Sous le thème « Faire du Portefeuille de l’État un puissant levier de la croissance économique et du développement social de la RDC », ces travaux rassemblent plusieurs personnalités venues des structures étatiques. L’objectif est clair : trouver des solutions concrètes pour redresser des entreprises longtemps paralysées par des problèmes structurels et managériaux.


Le Ministre du Portefeuille, Jean-Lucien Busa, a expliqué que ces États généraux visent à « examiner les voies et moyens pour l’amélioration des performances opérationnelles et financières des entreprises publiques ». Le but est d’en faire des acteurs clés du développement économique et social, conformément à la vision du Président de la République.
Dans son allocution, Félix Tshisekedi a insisté sur l’importance de ces réformes.

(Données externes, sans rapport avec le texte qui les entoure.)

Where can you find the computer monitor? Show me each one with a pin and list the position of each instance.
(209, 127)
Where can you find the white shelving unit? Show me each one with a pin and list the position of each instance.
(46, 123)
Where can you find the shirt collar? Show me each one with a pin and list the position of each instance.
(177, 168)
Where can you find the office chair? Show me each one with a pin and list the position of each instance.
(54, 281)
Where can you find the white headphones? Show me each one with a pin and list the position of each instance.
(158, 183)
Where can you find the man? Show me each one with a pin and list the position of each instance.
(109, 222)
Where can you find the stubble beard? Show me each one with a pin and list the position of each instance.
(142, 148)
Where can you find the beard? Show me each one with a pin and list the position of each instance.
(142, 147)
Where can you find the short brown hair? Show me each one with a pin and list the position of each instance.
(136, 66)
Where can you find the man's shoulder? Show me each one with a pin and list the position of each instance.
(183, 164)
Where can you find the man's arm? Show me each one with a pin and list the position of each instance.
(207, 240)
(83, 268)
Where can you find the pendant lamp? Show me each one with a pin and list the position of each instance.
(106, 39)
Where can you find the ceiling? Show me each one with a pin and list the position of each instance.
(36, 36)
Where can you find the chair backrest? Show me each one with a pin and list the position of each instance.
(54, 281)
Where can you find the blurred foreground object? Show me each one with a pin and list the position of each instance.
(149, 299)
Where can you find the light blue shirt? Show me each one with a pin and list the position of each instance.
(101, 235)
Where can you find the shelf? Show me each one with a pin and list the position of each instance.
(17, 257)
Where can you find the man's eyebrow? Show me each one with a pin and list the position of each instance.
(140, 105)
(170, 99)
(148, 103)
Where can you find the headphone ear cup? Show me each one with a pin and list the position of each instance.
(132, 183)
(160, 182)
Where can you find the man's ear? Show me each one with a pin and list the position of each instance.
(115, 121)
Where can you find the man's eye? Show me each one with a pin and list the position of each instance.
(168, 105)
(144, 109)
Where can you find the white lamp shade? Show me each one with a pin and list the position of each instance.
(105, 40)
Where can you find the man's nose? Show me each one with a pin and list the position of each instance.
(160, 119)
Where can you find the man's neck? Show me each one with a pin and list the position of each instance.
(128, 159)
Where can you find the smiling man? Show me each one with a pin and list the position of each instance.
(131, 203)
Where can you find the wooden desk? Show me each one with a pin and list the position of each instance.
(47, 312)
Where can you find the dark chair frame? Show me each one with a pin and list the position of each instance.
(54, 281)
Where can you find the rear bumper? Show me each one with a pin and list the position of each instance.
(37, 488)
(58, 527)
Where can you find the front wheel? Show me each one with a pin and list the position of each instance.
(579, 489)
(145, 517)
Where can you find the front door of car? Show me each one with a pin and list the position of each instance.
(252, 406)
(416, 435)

Il a déclaré que « la gestion des entreprises du portefeuille de l’État devra désormais être irréprochable ». Pour le Président, ces entreprises doivent devenir des moteurs dynamiques capables de :
- Générer des revenus : augmenter les ressources de l’État.
- Créer des emplois : offrir des opportunités aux Congolais.
- Améliorer le bien-être : avoir un impact direct sur la vie quotidienne des citoyens.
Pendant cinq jours, les participants vont explorer des pistes de solution pour relever ces défis. Au menu des discussions : la modernisation de la gestion, le renforcement des structures, et l’instauration d’un système de gouvernance plus efficace.

Ces travaux marquent un engagement fort du Gouvernement à réformer un secteur crucial pour l’économie nationale. Pour les Congolais, ces changements pourraient signifier une amélioration tangible des services publics, de l’emploi et des revenus.
Si ces États généraux tiennent leurs promesses, ils pourraient amorcer une véritable renaissance des entreprises publiques, longtemps perçues comme des fardeaux pour l’État. Avec cette initiative, Félix Tshisekedi semble vouloir passer un message clair : le développement du pays passera par une gestion rigoureuse et responsable des ressources publiques.